Was sich in den vergangenen Jahren im Zeichen der Wirtschaftskrise aber sehr wohl verändert hat, ist die Art zu verreisen: Wurde vorher etwa darauf geachtet, mit einer bestimmten Airline zu fliegen, ist heute oft der Ticketpreis ausschlaggebender Faktor: 51 Prozent der Unternehmen wollen laut abta-Studie in Zukunft verstärkt Billigairlines nutzen. Und von Kurzstrecken in der Business Class können Manager heute nur noch träumen. "Für Europa ist die Business Class praktisch abgeschafft", sagt Hanno Kirsch, Präsident der abta.
Die goldenen Zeiten
Roland Falb ist seit 18 Jahren Vielflieger. Er ist Geschäftsführer des Wiener Büros der Unternehmensberatung Roland Berger und als Managing Partner für die Südosteuropa-Büros verantwortlich. Falb hat inzwischen vermutlich mehr Meilen auf dem Konto als so mancher Pilot, seit 16 Jahren ist er Senator. "Ich bin eine Zeit lang mehrmals pro Woche nach Innsbruck gejettet, die Crews haben mich schon gekannt und mich angerufen, wenn der Flieger startklar war", erzählt er leicht nostalgisch.

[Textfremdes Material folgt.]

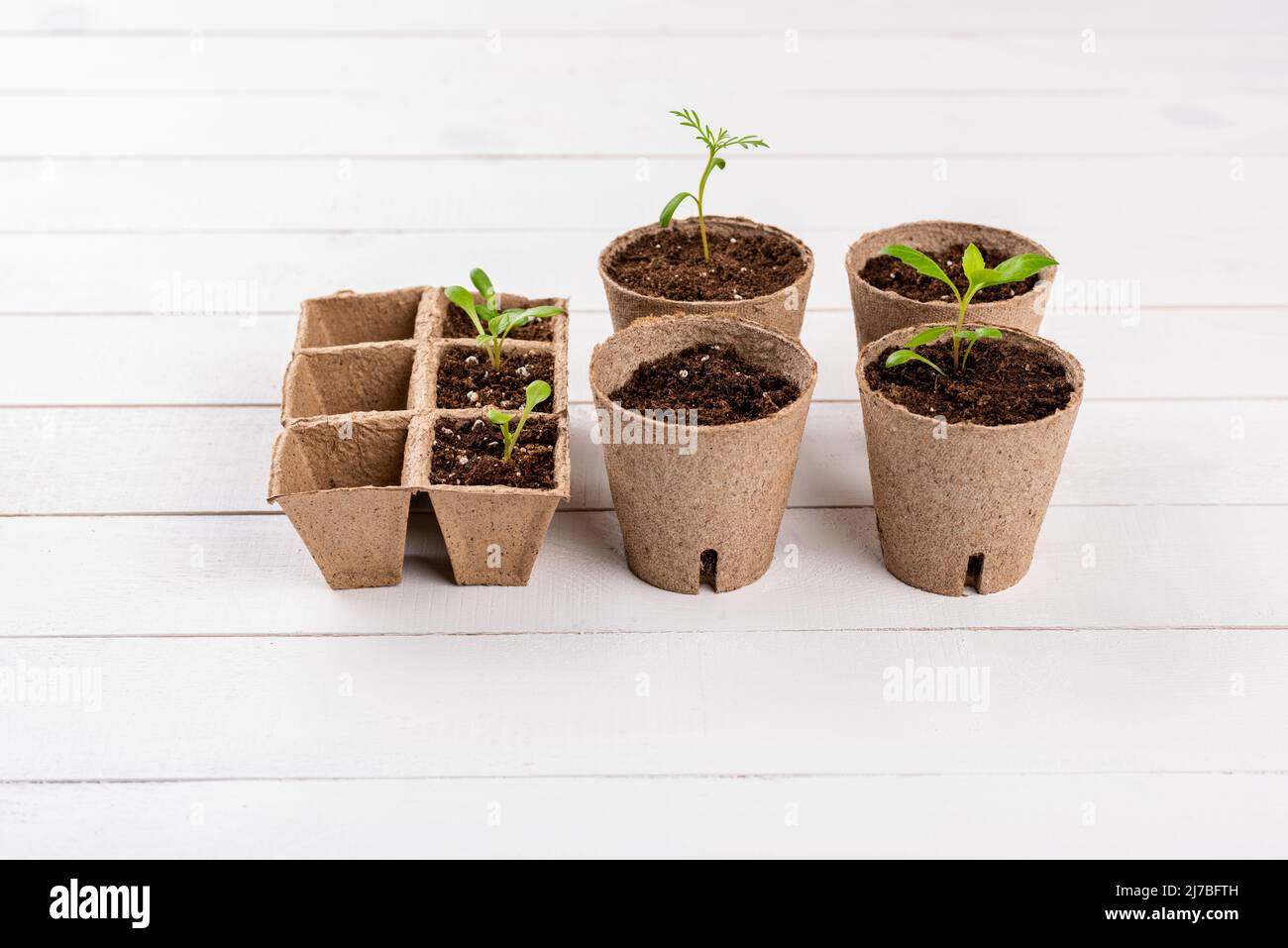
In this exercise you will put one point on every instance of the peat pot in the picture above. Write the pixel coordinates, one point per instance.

Auch bei Roland Berger wurde die Reisetätigkeit in den vergangenen Jahren eingeschränkt, obwohl sie von der Krise kaum getroffen waren. In der Business Class sitzt der Managing Partner nur noch auf der Langstrecke. "Früher sind auch auf Kurzstrecken bis zum Junior Consultant alle in der Business Class geflogen. Heute wird erst auf Flügen ab drei bis fünf Stunden in der Business Class geflogen", sagt er.
Während des Fluges versucht Falb zu schlafen oder zu lesen. Zu arbeiten ist bei Roland Berger verpönt. Denn die Gefahr, dass andere Passagiere einen Blick auf die heiklen Unterlagen werfen könnten, sei zu groß. Auch privat reist Falb viel. Wer das Reisen nicht liebt, könnte diesen Job wahrscheinlich auch nicht lange durchhalten.
Einkäufer P&C
Reisezeit pro Jahr: 120 Tage. Zuletzt war Georg Eppacher in Modena und Mailand.
Typische Woche Montags im Büro, zwei bis drei Tage pro Woche auf Dienstreise, um Kollektionen auf Messen oder in Showrooms zu sichten und zu ordern und samstags im Verkauf, um Kundenwünsche besser zu verstehen. Dazwischen viel "Zahlen-Arbeit" am Laptop: Planung der Saison und Optimierung des Sortiments.
Wichtiges Reiseutensil Schönes Gepäck und/oder stilvoller Weekender/Messenger Bag; variable Outfits, etwa ein Sakko mit verschiedenen Hemden und Accessoires.
Auf Reisen Zeitung lesen, um über das Tagesgeschehen am Laufenden zu bleiben und auf Termine vor Ort vorbereiten.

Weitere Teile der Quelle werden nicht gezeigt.